Despite the observations published by Gmelin, Engel was convinced that an ice free Northeast Passage existed, and tried unsuccessfully to persuade the British Admiralty to send an expedition. The theory was that sea water could not freeze, so any ice in the polar sea must originate from freshwater rivers and be seasonal. Engel's 1765 book Mémoires et observations géographiques et critiques sur la situation des pays septentrionaux de l'Asie et de l'Amerique, which suggested the existence of a vast empty sea near the North Pole, had a great influence in England and France.

The Royal Society's vice president Daines Barrington, who was a follower of Engel's theories, wrote to the First Lord of the Admiralty, Lord Sandwich, in January 1773 and suggested an expedition to the North Pole. The Admiralty quickly started preparations, and the ships and (commanded by Constantine John Phipps and Skeffington Lutwidge, respectively) were sent on the 1773 Phipps expedition towards the North Pole. The Admiralty's instructions for Phipps from 25 May 1773 stated he should "proceed up to the North Pole or as far towards it as you are able, carefully avoiding the errors of former navigators by keeping as much as possible in the open sea, and as nearly upon a meridian to the said Pole as the ice or other obstructions you meet with will admit of. If you arrive at the Pole and should even find the sea so open as to admit of a free navigation on the opposite meridian you are not to proceed any further ..." However, the expedition got stuck in ice near Svalbard and only extricated itself after great difficulties.
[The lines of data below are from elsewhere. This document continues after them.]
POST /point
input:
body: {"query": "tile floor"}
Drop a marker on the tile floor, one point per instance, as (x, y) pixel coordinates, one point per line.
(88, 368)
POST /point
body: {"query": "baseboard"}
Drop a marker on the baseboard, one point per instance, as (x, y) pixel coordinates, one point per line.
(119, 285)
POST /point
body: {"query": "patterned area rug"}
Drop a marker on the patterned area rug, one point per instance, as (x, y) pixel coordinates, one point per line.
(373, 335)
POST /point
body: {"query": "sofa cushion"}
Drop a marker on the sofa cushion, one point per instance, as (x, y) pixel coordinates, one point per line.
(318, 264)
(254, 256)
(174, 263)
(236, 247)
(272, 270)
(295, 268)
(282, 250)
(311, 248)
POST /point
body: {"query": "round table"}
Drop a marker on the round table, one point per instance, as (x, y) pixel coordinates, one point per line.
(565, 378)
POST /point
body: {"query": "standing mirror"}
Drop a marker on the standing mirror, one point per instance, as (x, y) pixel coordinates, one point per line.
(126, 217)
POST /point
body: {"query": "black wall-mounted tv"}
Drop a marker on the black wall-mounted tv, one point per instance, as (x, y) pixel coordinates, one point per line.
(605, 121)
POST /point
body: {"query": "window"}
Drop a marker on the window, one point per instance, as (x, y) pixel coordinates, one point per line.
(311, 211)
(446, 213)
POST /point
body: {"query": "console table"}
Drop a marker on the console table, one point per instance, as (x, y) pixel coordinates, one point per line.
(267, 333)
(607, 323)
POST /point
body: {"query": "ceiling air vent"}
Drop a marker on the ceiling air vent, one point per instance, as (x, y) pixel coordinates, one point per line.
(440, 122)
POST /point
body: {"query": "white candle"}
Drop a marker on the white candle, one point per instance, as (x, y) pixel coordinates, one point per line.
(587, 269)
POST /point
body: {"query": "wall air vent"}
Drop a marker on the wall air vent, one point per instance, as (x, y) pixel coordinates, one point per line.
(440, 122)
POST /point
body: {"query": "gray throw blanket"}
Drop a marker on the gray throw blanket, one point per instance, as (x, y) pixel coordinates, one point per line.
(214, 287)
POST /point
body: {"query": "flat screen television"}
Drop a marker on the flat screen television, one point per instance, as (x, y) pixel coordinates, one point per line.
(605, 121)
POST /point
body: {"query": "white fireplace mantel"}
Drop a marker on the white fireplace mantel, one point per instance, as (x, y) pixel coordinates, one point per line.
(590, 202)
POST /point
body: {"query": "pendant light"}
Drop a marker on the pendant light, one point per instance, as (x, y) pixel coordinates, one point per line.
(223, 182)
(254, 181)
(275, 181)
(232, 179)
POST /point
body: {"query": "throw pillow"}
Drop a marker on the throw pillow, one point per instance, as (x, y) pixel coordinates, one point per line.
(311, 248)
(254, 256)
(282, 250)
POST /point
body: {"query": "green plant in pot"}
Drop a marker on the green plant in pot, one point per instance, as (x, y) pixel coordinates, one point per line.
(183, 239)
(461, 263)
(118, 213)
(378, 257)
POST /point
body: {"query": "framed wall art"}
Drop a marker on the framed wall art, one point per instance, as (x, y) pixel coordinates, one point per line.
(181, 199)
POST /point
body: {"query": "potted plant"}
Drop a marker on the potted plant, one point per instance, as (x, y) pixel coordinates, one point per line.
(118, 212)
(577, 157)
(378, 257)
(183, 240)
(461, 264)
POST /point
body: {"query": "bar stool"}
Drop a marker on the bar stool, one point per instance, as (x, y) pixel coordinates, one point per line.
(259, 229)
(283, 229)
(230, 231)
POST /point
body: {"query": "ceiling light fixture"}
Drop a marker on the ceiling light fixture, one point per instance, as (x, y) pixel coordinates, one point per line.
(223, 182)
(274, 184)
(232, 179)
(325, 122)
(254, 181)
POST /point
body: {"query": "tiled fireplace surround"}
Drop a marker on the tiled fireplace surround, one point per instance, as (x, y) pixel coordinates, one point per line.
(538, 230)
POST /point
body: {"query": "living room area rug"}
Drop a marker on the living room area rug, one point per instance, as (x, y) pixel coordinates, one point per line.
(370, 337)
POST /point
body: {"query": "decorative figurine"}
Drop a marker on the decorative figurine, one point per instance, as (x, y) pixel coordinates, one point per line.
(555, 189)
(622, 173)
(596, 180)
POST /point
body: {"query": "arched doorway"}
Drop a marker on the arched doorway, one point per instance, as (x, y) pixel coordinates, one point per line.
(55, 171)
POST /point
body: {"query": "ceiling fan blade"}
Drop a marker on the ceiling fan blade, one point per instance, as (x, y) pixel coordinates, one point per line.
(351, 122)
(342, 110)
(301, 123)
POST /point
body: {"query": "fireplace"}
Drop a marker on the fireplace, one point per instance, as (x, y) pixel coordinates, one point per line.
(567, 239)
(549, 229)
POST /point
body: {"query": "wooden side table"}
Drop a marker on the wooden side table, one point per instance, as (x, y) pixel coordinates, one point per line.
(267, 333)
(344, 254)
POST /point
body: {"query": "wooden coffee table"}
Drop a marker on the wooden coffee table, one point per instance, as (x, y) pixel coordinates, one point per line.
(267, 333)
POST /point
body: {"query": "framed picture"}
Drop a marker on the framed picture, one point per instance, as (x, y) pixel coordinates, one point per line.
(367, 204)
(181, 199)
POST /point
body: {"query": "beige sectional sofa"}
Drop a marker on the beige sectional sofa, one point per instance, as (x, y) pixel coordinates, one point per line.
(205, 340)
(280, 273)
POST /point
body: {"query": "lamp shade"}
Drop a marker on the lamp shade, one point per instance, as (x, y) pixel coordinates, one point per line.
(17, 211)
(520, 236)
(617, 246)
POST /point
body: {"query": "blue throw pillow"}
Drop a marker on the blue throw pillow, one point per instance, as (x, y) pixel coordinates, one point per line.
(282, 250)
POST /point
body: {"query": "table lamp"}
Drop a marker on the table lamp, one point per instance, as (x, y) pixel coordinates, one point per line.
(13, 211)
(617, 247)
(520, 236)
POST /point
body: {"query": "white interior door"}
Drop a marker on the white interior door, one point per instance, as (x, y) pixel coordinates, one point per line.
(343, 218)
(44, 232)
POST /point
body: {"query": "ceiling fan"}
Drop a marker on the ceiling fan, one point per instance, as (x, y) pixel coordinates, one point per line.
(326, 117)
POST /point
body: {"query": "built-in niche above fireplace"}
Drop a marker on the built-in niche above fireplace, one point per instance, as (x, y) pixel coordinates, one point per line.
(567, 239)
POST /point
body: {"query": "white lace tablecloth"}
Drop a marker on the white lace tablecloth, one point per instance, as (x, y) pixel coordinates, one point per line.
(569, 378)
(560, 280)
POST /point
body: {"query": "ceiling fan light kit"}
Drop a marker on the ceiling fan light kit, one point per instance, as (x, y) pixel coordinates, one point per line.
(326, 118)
Despite this, Engel and Barrington continued to insist that an ice free polar sea existed. Engel later translated Phipps' report of the voyage, A voyage towards the North Pole, into German as Reise nach dem Nordpol: Auf Befehl Ihro Königl. Großbrittannischen Majestät. Unternommen im Jahr 1773. In his 1777 book Neuer Versuch über die Lage der nördlichen Gegenden von Asia und Amerika, und dem Versuch eines Wegs durch die Nordsee nach Indien, he accused the Russian government of falsifying maps and defended his theories about the Northeast Passage.

Engel contributed articles on the geography of Northern Asia and America for Charles-Joseph Panckoucke's supplement to Denis Diderot's Encyclopédie. He also wrote an article about the cultivation and culinary use of the potato. In total, he contributed seven articles to volumes I–IV.